Finn was hot property—he wouldn’t be writing for just any old magazine.

‘With the wedding imploding I either have to give up the assignment or find someone to go with me.’

‘As your wife?’

‘As my editor said, nobody is going to ask for proof of my marriage. If I take someone who looks reasonably happy to be there with me I think I can get by without having to explain that the wedding was called off two weeks before the big day,’ Finn said, his voice even but his expression pensive. ‘I really don’t want to give up the opportunity to get my foot in the door with Go Travel; they have a bunch of staff writers and rarely issue assignments to freelancers.’

But they did to you.

As she’d thought: hot property, indeed. And not just as a writer. The man had a body that you could strike tinder off.

Callie resisted the urge to fan her face with her hand as a bead of sweat trickled down her spine.

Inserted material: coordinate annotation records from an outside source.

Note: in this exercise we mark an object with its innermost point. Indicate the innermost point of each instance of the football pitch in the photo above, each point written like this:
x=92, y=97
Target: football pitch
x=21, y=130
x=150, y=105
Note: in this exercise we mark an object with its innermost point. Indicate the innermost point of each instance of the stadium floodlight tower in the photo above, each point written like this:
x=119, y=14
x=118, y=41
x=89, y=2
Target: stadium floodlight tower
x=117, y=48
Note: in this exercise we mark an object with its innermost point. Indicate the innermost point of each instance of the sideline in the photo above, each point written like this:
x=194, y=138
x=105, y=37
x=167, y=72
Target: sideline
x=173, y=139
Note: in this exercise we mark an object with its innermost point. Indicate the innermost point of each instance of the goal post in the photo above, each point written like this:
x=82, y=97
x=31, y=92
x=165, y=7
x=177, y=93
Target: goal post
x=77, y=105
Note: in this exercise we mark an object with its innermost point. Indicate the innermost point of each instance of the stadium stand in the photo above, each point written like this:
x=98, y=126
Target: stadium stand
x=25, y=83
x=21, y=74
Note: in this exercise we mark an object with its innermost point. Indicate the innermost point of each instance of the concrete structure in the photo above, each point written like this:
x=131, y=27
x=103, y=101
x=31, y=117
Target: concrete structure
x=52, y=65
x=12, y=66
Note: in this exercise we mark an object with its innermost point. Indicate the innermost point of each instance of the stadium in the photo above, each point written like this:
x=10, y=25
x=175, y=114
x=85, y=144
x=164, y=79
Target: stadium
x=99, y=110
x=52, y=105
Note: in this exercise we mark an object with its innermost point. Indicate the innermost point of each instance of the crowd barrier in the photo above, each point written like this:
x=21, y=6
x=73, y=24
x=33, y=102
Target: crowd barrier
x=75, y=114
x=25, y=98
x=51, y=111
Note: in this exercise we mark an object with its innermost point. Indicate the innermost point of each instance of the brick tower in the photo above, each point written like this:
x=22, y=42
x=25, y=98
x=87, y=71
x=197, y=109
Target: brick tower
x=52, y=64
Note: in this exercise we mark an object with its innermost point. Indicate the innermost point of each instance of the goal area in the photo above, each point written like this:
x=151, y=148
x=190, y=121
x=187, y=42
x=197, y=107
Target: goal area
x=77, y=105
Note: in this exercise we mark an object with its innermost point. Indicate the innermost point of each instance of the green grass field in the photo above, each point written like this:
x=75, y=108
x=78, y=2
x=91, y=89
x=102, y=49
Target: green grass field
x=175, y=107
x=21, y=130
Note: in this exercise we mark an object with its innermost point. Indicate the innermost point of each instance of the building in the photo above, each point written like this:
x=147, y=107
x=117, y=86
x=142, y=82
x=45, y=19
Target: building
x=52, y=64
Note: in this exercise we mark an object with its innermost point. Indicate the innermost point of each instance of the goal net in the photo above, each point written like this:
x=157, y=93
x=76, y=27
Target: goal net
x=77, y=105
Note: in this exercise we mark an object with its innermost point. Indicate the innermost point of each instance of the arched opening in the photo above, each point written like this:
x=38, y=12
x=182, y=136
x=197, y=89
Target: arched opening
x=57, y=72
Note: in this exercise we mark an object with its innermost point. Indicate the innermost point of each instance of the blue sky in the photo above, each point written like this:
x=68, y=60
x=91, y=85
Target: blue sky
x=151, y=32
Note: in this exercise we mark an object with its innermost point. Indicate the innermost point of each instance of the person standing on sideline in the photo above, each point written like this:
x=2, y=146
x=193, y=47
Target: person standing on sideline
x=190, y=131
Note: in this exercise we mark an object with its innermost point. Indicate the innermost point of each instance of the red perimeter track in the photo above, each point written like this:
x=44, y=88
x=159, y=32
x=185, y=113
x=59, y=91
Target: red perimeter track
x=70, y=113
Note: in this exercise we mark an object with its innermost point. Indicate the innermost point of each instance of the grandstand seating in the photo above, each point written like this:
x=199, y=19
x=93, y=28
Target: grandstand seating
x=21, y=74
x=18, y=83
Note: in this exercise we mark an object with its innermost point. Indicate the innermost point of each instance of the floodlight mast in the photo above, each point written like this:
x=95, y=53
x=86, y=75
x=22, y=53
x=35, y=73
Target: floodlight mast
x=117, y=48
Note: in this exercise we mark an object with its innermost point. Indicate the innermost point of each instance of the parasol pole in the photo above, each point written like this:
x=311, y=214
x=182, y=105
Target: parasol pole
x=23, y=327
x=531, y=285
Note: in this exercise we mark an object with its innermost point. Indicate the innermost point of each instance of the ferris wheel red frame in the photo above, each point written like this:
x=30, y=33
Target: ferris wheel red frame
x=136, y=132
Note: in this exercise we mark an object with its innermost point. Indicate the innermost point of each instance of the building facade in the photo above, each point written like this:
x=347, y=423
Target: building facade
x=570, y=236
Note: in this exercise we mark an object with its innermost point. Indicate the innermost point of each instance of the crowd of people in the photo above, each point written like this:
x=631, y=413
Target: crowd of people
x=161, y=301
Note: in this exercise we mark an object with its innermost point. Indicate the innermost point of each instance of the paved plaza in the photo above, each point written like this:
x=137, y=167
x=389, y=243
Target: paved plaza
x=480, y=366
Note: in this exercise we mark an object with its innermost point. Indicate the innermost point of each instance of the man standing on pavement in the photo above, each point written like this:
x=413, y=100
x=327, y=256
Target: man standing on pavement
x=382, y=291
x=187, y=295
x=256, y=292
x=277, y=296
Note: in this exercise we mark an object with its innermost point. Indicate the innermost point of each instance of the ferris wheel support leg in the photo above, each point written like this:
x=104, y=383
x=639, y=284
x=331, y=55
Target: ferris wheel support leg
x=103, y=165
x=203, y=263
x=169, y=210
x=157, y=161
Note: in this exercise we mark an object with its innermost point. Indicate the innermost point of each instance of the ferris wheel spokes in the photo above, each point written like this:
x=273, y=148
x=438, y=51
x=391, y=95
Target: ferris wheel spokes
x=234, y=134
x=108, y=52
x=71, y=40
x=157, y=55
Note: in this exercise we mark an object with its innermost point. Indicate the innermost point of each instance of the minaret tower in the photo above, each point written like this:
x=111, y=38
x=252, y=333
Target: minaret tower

Yes, it was summer in Cape Town, but her hot flush had nothing to do with the evening heat and everything to do with imagining him naked above her, his fabulous eyes locked on hers as he pushed himself home. She’d be tight and he’d be big, and he’d reach that special spot deep inside and rock her to screaming …

‘Callie?’

Finn’s voice pulled her out of her side trip into fantasy land and she waved a hand in front of her face, knowing that her cheeks were fire-red. ‘Wow, it’s so hot out here.’

‘Actually, a cool breeze has picked up and the temperature has dropped a couple of degrees,’ Finn countered, sending her a knowing smile. At least she thought it was knowing—for all she knew he could be thinking that she was loopy.

She fumbled for her wine and downed half a glass before resting it on her cheek.

‘You okay?’

Just peachy, trying to deal with the fact that you are the first man I can imagine sleeping with for far too long.